Docker Basics¶
Quantum Pipeline provides Docker images for CPU and GPU workloads, as well as images for Spark and Airflow services. This page covers the available images, building from source, and running containers.
Available Images¶
All images are published to Docker Hub under the
straightchlorine/quantum-pipeline
repository.
| Image Tag | Base Image | Purpose |
|---|---|---|
straightchlorine/quantum-pipeline:cpu |
python:3.12-slim-bookworm |
CPU-only simulations |
straightchlorine/quantum-pipeline:gpu |
nvidia/cuda:12.6.3-cudnn-devel-ubuntu24.04 |
GPU-accelerated simulations |
quantum-pipeline-spark |
apache/spark:4.0.2-python3 |
Spark master and worker nodes |
airflow (custom) |
apache/airflow:3.1.8 |
Airflow API server, scheduler, workers, triggerer |
CPU Image¶
The CPU image is a lightweight container based on Python 3.12 (Bookworm). It installs
the Quantum Pipeline package and its dependencies directly from the project source.

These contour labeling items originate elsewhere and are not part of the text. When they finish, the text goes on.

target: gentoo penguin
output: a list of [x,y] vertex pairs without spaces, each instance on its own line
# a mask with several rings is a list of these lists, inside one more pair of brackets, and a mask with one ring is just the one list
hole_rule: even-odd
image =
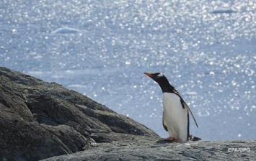
[[169,132],[166,139],[172,142],[184,142],[188,140],[197,141],[200,138],[190,135],[189,112],[191,114],[196,126],[198,127],[190,109],[181,97],[180,93],[169,83],[161,73],[144,73],[161,87],[163,92],[163,126]]

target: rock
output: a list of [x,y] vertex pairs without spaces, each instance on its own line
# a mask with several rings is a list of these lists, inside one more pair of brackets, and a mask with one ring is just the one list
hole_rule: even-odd
[[[85,151],[53,157],[44,161],[255,160],[255,141],[190,141],[180,144],[136,136],[124,142],[97,143]],[[231,148],[237,148],[237,151]]]
[[71,154],[121,134],[159,137],[81,93],[6,68],[0,68],[0,160]]
[[82,94],[0,68],[0,161],[39,160],[256,160],[256,141],[169,143]]

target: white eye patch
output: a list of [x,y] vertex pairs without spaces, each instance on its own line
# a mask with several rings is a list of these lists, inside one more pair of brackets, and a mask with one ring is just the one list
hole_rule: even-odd
[[162,77],[162,76],[164,76],[164,75],[162,73],[160,73],[160,74],[156,75],[156,78],[158,78]]

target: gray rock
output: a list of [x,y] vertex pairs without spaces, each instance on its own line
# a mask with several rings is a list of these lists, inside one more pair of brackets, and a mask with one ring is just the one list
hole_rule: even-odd
[[256,160],[256,141],[169,143],[82,94],[0,68],[0,161],[39,160]]
[[[152,130],[55,83],[0,68],[0,160],[38,160]],[[117,135],[118,136],[118,135]]]
[[[115,135],[115,134],[114,134]],[[122,135],[122,134],[121,134]],[[255,160],[255,141],[190,141],[169,143],[146,136],[124,136],[125,140],[97,143],[85,151],[45,161],[79,160]],[[129,138],[129,139],[128,139]],[[237,148],[240,151],[231,151]]]

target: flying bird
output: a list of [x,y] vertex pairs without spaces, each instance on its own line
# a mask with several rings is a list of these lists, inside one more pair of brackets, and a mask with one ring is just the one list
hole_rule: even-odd
[[180,93],[169,83],[164,75],[161,73],[144,73],[144,74],[156,81],[163,92],[162,123],[164,129],[169,132],[169,136],[166,140],[172,142],[200,140],[200,138],[190,134],[189,113],[194,119],[197,127],[198,127],[198,123]]

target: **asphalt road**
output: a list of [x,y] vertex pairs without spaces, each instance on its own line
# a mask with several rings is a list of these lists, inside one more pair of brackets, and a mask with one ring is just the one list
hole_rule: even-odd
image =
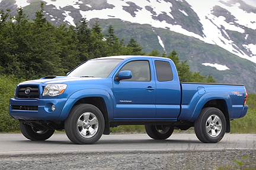
[[146,134],[103,135],[92,145],[75,145],[65,133],[55,133],[45,141],[31,141],[22,134],[0,133],[0,155],[57,153],[75,152],[130,152],[161,151],[216,151],[256,149],[256,134],[226,133],[218,143],[203,143],[195,134],[174,133],[167,140],[150,138]]
[[164,140],[110,135],[93,145],[75,145],[64,133],[46,141],[0,133],[0,169],[256,169],[255,162],[256,134],[227,133],[214,144],[195,134],[174,133]]

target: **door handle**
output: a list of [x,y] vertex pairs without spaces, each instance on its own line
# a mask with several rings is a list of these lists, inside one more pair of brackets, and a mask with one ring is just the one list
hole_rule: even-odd
[[146,90],[148,90],[149,91],[151,91],[155,90],[155,88],[151,87],[151,86],[149,86],[147,88],[146,88]]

The data/ directory with sample molecule files is included in the image, so you
can run simulations immediately with --file data/molecules.json.
GPU Image¶
The GPU image is built on NVIDIA CUDA 12.6.3 with cuDNN. It includes a custom compilation of Qiskit Aer from source with CUDA Thrust backend support.
The straightchlorine/quantum-pipeline:gpu image on Docker Hub is compiled for
Ampere architecture (CUDA_ARCH=8.6). If your GPU uses a different
architecture, rebuild locally with the appropriate CUDA_ARCH:
CUDA_ARCH |
Architecture | Example GPUs |
|---|---|---|
6.1 |
Pascal | GTX 1060, GTX 1050 Ti |
7.5 |
Turing | RTX 2070, RTX 2080 |
8.6 |
Ampere (Docker Hub default) | RTX 3060, RTX 3080 |
8.9 |
Ada Lovelace | RTX 4070, RTX 4090 |
The GPU image is not built in CI/CD due to the long compilation time (Aer from source). It is built and pushed manually.
Spark Image¶
The Spark image extends the Apache Spark 4.0.2 base by replacing Python 3.10 with
3.12 so it matches the Airflow driver environment. The image
itself contains no application code or JARs - those are resolved at runtime via
spark.jars.packages in spark-defaults.conf and cached in a named Ivy volume.
Airflow Image¶
The Airflow image adds Java 17 (required for Spark job submission), Docker CE CLI
with buildx and compose plugins (for batch generation DAGs that spawn simulation
containers), rclone (for R2 sync), and Python dependencies (apache-airflow-providers-apache-spark,
pyspark) to the Apache Airflow 3.1.8 base image.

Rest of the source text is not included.